Sound Source Distance Estimation in Diverse and Dynamic Acoustic Conditions

Saksham Singh Kushwaha,Iran R. Roman,Magdalena Fuentes,Juan Pablo Bello
2023-09-17
Abstract:Localizing a moving sound source in the real world involves determining its direction-of-arrival (DOA) and distance relative to a microphone. Advancements in DOA estimation have been facilitated by data-driven methods optimized with large open-source datasets with microphone array recordings in diverse environments. In contrast, estimating a sound source's distance remains understudied. Existing approaches assume recordings by non-coincident microphones to use methods that are susceptible to differences in room reverberation.
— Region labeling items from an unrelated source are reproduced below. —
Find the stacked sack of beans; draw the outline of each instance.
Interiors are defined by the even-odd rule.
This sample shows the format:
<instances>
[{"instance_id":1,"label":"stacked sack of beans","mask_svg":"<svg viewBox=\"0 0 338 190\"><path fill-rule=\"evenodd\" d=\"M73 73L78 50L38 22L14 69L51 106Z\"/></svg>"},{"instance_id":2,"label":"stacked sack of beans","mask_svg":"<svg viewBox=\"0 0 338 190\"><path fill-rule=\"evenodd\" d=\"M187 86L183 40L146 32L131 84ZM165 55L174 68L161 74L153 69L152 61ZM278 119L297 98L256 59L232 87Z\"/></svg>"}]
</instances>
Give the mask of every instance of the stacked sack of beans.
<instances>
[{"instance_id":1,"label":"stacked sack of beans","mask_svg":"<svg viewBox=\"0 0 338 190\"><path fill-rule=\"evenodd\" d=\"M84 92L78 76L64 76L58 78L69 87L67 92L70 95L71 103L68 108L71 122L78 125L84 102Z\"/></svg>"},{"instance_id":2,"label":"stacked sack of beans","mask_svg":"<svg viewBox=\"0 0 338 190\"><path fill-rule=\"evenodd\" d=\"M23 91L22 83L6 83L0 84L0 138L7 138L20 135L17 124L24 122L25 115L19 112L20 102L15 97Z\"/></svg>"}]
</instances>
We present a CRNN able to estimate the distance of moving sound sources across multiple datasets featuring diverse rooms, outperforming a recently-published approach. We also characterize our model's performance as a function of sound source distance and different training losses. This analysis reveals optimal training using a loss that weighs model errors as an inverse function of the sound source true distance. Our study is the first to demonstrate that sound source distance estimation can be performed across diverse acoustic conditions using deep learning.
Sound,Audio and Speech Processing
What problem does this paper attempt to address?
The problem that this paper attempts to solve is **estimating the distance of sound sources under diverse and dynamic acoustic conditions**. Specifically, the article points out: 1. **The distance estimation part in the sound source localization (SSL) task is under - researched**: - Compared with the direction - of - arrival (DOA) estimation, there is less research on sound source distance estimation. - Existing methods assume the use of non - co - located microphones for recording and are easily affected by room reverberation. 2. **Limitations of existing methods**: - Existing distance - estimation methods usually assume the room reverberation time (T60), and many methods are only applicable to specific room configurations or small - scale datasets. - Data - driven methods also have limitations, such as treating the task as a classification problem rather than directly estimating the distance. 3. **The proposed new method**: - The authors propose a convolutional recurrent neural network (CRNN) that can estimate the distance of moving sound sources in multiple datasets covering different room environments. - The model optimizes performance by introducing a new loss function, especially by weighting the error inversely proportional to the true distance of the sound source. 4. **Main contributions**: - Added distance annotations to existing open - source datasets. - Developed a deep - learning model capable of estimating the distance of sound sources across a variety of acoustic conditions. - Analyzed the influence of different loss functions on the model performance and found that the optimal training loss is to weight the model error as the reciprocal of the true distance of the sound source. In summary, this paper aims to more accurately estimate the distance of sound sources in diverse acoustic environments through deep - learning methods, thereby弥补现有研究中的不足.